The biological generation and uptake of exosomes. The biological generation of exosomes begins with the invagination of the cell membrane forming an early endosome. Upon maturation into a late endosome, the membrane undergoes internal budding to encapsulate cytoplasmic contents, creating a polycentric vesicle body packed with numerous intracellular vesicles. Ultimately, this polycentric vesicle body fuses with the cell membrane, releasing its vesicles into the extracellular environment, thus becoming exosomes. Through fluid circulation, exosomes deliver their cargo to local or distant target cells via membrane fusion, endocytosis, or ligand-receptor interactions.

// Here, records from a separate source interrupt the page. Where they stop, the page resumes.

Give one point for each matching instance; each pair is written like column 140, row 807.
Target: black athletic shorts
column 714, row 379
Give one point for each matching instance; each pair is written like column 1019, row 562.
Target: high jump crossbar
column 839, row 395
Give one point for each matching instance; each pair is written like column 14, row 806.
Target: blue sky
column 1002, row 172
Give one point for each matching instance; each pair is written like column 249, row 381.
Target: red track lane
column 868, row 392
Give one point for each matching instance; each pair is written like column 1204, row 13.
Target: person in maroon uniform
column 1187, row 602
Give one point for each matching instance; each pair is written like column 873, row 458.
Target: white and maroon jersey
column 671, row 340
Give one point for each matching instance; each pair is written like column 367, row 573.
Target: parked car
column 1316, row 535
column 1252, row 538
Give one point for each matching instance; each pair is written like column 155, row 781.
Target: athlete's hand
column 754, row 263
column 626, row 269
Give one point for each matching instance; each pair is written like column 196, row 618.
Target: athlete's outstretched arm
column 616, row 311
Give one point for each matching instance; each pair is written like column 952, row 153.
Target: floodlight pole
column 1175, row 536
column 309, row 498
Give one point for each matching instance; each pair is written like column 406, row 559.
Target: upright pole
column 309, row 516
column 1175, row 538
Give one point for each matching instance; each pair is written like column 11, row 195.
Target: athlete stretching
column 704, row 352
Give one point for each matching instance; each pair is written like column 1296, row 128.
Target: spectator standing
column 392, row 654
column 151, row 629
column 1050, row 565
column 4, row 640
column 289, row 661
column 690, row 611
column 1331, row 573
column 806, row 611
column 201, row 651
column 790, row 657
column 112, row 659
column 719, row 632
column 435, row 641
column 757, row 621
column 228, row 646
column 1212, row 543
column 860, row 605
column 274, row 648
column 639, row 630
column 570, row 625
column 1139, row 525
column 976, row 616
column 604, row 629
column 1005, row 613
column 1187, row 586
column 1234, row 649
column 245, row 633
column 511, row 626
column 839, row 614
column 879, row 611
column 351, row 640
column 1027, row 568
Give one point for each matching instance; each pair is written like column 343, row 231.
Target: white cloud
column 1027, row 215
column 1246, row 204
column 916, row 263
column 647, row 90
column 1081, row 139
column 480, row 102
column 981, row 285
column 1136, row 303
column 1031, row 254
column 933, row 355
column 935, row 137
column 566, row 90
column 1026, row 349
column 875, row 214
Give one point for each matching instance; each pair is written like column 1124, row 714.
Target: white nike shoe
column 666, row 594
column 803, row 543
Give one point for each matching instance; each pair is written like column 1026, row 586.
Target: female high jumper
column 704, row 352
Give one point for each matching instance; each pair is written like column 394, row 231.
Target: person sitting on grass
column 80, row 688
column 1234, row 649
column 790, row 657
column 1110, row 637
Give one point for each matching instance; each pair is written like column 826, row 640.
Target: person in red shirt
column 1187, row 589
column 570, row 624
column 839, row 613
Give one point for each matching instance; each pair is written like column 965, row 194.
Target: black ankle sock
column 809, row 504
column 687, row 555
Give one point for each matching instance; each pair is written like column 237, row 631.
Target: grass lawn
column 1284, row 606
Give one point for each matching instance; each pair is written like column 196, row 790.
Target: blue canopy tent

Currently, exosomes are commonly isolated from blood (including plasma and serum), urine, and cell culture conditioned medium [18, 34]. Standard isolation techniques include differential (ultra)centrifugation, density gradient centrifugation, size-exclusion chromatography, and others [35]. To enhance the yield, these methods are often combined with ultrafiltration for concentration. The purified exosomes are then characterized using techniques like electron microscopy and nanoparticle tracking analysis (NTA) to confirm their size and morphology. Furthermore, the presence of characteristic exosomal surface markers (e.g., CD63, CD81, CD9, TSG101) is typically verified by western blot or flow cytometry [36]. Due to their critical role in pathogenesis, along with their high abundance and detectable composition, exosomes and their cargo have emerged as a highly promising source of biomarkers for disease diagnosis and prevention [37].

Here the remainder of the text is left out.